A haunting in Bibury
PUBLISHED: 15:32 06 October 2014 | UPDATED: 16:05 06 October 2014
In the run-up to Halloween, we’ve asked our audience to submit spooky stories and poems with a local connection. Chloë of the Midnight Storytellers sent us this tale about a haunting experience in a Bibury museum...
The Museum in Black
by Chloë of the Midnight Storytellers
I was thinking about cake, not ghosts. When the Arlington Mill at Bibury still had a tea room, their fruit slab and Victoria sponge were to my experienced taste buds the most luscious in all Gloucestershire.
I was waiting to meet the tea shop manager, to arrange a storytelling event. The Arlington Mill is a great hulk of Cotswold stone standing over the clear stream that feeds Bibury Trout Farm next door. At the end of the 1990s, the Mill Museum was four dusty, mouse-pattered floors with mouldering displays of Cotswold agricultural history. A souvenir shop sold not-quite-antiques. Gently eccentric characters ran the businesses. I felt comfortable there.
Bibury is riddled with rumours of ghosts. Faces at the Mill windows. A grey lady who drifts along the path beside Rack Isle. One of the Bibury hotels even has a ghost cat. And there’s the sad old story of a miller’s young wife tempted to infidelity, then locked out by her husband on a night of snowstorm to freeze to death on the doorstep.
I’m a scientist’s daughter. I consider myself about as ‘sensitive’ to the paranormal as a house brick.
While waiting for my meeting that sunny afternoon I went for a mooch round the museum, as I often did. There were no other visitors.
Upstairs, a side room entitled Swing Riots commemorated a long ago rural disturbance. Half the room was draped in black and featured an atrocious waxwork of an old woman with white hair, set in a chair, clumsily costumed in a black skirt and shawl.
I rarely visited that room because it was so dull. But that afternoon, thinking only of filling a few minutes, I stepped over the threshold - and was rooted to the spot by an overpowering feeling of somebody else being there. And that person was enraged. Boilingly, venomously furious. I couldn’t see or hear anyone, nothing moved, but the presence was unquestionable.

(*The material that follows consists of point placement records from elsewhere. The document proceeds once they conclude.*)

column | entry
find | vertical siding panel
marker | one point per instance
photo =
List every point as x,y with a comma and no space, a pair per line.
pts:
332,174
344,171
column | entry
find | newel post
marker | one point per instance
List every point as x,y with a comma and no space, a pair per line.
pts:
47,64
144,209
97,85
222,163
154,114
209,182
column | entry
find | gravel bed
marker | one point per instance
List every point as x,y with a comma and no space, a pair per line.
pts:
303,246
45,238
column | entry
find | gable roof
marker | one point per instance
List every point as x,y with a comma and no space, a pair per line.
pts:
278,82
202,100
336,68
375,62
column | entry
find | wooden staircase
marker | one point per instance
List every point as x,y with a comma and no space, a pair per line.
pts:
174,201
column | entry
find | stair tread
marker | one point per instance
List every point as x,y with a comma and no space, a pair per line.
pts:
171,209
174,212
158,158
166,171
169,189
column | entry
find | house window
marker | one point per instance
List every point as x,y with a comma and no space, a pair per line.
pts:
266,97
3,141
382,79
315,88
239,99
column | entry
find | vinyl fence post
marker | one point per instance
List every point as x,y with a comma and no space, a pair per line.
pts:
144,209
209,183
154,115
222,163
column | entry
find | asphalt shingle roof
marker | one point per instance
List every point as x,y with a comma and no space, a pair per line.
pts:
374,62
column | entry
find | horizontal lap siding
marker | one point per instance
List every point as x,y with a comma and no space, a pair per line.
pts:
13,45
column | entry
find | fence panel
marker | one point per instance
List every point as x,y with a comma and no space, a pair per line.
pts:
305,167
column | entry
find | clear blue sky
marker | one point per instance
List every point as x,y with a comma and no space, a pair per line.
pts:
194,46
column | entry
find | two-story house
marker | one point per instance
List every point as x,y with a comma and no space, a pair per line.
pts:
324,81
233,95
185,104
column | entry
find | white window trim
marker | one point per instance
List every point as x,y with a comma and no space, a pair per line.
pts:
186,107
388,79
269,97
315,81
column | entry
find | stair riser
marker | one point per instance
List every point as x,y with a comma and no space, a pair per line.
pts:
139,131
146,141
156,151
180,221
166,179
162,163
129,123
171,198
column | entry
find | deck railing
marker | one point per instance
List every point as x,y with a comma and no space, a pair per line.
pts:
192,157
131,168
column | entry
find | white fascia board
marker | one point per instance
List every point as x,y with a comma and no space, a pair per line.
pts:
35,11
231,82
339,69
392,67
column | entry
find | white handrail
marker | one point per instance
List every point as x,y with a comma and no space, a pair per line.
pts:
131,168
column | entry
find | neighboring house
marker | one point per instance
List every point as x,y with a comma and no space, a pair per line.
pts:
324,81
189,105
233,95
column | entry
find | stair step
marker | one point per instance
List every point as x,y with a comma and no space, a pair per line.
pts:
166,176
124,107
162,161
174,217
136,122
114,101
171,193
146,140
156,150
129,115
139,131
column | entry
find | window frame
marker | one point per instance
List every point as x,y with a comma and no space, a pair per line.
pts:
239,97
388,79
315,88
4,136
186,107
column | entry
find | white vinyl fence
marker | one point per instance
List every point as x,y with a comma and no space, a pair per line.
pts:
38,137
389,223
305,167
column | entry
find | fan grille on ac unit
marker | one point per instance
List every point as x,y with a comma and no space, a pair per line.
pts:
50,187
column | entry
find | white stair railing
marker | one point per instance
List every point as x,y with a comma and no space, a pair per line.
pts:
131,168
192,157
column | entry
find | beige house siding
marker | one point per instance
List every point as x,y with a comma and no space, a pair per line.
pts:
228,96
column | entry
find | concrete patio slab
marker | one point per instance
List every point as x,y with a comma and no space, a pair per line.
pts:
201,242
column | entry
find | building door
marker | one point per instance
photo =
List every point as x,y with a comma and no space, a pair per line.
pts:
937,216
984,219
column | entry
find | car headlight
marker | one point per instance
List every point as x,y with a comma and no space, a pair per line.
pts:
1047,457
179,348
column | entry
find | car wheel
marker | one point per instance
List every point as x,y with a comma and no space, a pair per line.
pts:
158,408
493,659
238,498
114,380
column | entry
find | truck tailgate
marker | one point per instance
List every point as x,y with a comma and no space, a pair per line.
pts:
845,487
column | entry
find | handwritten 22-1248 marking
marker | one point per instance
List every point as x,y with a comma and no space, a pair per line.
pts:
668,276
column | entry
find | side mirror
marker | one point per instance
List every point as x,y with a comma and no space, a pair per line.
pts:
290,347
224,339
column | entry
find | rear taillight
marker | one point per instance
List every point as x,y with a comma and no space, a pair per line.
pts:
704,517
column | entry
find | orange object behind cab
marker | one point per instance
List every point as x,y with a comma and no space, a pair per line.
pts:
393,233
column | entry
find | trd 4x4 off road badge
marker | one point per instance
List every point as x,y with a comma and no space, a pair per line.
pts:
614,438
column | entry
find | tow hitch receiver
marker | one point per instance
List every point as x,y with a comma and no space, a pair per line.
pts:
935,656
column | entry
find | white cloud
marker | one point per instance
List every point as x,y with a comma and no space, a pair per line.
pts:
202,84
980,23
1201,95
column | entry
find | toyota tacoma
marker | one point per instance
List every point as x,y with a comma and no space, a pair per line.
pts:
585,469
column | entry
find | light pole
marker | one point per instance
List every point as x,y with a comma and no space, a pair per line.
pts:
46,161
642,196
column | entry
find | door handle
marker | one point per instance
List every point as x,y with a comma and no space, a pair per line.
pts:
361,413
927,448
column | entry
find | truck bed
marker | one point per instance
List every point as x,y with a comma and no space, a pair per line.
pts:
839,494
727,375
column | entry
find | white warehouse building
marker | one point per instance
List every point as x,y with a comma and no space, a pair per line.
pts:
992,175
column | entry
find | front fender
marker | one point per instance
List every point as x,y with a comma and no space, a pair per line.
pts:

The emotion slapped at me, trying to drive me out of the room.
I stood my ground. Whoever or whatever this something was, it was trying to bully me. And these days bullies get short shrift from me. I also remembered what I’d been told by friends who accept the reality of otherworldly encounters.
“I”m sorry you’ve been so upset.” I spoke aloud, as politely as I could manage. “But it wasn’t I who hurt you.”
There was a pause. I murmured a few more respectful words. Perhaps, in a universe where even scientists say that multiple realities can fold over upon each other, I really was dealing with someone who had been bitterly hurt, who was trapped in rageing unhappiness. The sensation of fury subsided. If there was an angry old lady somewhere, she’d have been settling back into her chair, muttering under her breath.
Only then did I leave the room, forcing myself to walk unhurriedly.
I didn’t say anything about this at the meeting. Why scare the tea shop people? But I did eat quite a lot of cake.
Since that day in Bibury I’ve been too busy to give much time to the uncanny. However, I’ve had two more odd experiences, so out-of-the-blue that I must consider them genuine. One of them nearly frightened me into running. Arlington Mill is now ‘a stylish home retaining much character and charm’. Apparently, major renovations often clear out unwanted presences. But it’s still a big old cavern of a building. Anyone who lives there might need to respect what cannot be explained.